The University announced earlier this year that it would be ramping down its COVID-19 protocols and quarantine spaces following the end of the campus mask mandate that was implemented following the nationwide case spike caused by the omicron variant last winter.  

The University of Alabama System Office continued to maintain the dashboard displaying weekly case counts until the end of the spring semester. It has not been updated since May.  

Friend said he expects the “wonderful summer on campus” to continue into a normal fall semester. 

With fewer restrictions in place, some students think it will be easier to get involved on campus. 

Annie Hart, a junior majoring in marketing, said her freshman year was “definitely a weird, difficult and isolating time.”  

Hart said that being an out-of-state student and not being able to meet in-person for classes, organizations and events made getting involved and meeting people hard for her. 

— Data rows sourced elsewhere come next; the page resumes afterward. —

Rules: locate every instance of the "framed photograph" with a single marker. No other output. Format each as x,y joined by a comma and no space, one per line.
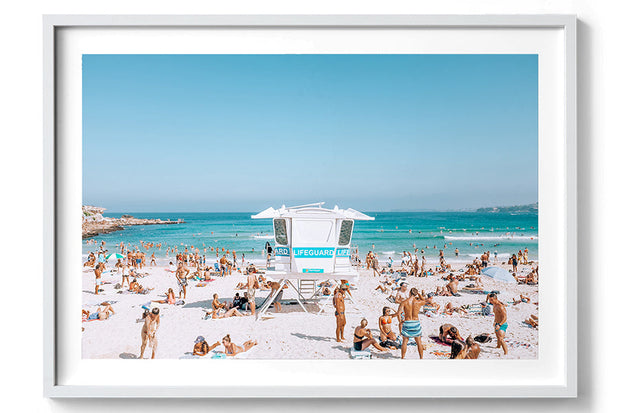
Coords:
310,206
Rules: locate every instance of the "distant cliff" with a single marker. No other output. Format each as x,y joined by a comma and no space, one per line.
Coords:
94,223
515,209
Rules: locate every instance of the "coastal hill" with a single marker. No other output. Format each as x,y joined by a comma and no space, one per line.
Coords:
515,209
94,223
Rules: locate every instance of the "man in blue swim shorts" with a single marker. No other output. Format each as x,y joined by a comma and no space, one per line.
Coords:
500,323
411,328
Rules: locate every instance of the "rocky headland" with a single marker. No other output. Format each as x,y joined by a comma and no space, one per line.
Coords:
94,223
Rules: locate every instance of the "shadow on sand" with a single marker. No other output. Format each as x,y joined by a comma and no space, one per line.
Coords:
315,338
127,356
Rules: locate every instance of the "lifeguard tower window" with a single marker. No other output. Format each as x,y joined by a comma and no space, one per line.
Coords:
279,226
346,229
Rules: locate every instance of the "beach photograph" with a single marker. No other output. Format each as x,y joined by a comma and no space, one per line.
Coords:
310,207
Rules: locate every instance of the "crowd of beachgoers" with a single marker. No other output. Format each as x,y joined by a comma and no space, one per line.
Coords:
445,310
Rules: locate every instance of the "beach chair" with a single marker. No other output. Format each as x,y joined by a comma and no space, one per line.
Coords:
217,268
360,355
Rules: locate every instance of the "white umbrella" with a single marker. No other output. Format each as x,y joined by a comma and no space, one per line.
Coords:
115,255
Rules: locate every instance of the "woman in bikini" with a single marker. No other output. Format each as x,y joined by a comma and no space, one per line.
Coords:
362,338
201,347
170,298
388,337
231,349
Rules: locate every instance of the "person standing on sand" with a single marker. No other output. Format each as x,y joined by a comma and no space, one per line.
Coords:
181,275
500,323
151,324
410,309
98,272
252,286
341,321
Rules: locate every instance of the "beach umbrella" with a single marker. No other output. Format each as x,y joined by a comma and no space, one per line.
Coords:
499,274
115,256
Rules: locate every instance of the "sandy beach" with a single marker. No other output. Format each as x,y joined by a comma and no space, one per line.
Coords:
293,333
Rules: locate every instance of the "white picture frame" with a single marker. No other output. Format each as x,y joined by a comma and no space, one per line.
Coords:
66,36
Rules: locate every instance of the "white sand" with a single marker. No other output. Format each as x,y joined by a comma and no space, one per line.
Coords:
292,334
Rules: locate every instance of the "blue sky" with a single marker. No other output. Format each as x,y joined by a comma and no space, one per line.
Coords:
175,133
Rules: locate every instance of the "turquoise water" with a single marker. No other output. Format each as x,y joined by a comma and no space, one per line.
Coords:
388,235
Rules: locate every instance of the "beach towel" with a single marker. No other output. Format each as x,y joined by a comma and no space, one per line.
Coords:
411,328
360,355
441,354
437,340
515,343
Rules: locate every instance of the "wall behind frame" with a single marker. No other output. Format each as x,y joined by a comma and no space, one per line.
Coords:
21,172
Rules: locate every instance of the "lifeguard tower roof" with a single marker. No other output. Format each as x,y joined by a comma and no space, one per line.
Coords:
312,243
315,210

“Living on your own for the first time is super weird and difficult anyways, but adding remote classes and limited opportunities for involvement definitely made it way harder,” Hart said 

Since Get On Board Day was online in the fall of 2020, Hart felt that she missed out on joining clubs and meeting people her freshman year.  

According to the Division of Student Life’s website, Get On Board Day is a “tabling fair where student organizations, departments, and community partners set up booths to provide information about what they offer.” 

Hart added that with the University returning to normal, she encourages the incoming freshmen “to get involved in everything they can.”  

“The University has so much to offer in terms of involvement opportunities and clubs and organizations, there’s something for everyone,” she said.  

According to the New York Times, on July 11, there was a daily average of 62 COVID-19 cases in Tuscaloosa.  

According to a July 7 update from the CDC, the community level of COVID-19 in Tuscaloosa County is low based on cases and hospitalizations.  

“The test positivity rate in Tuscaloosa County is very high, suggesting that cases are being significantly undercounted,” the article reported.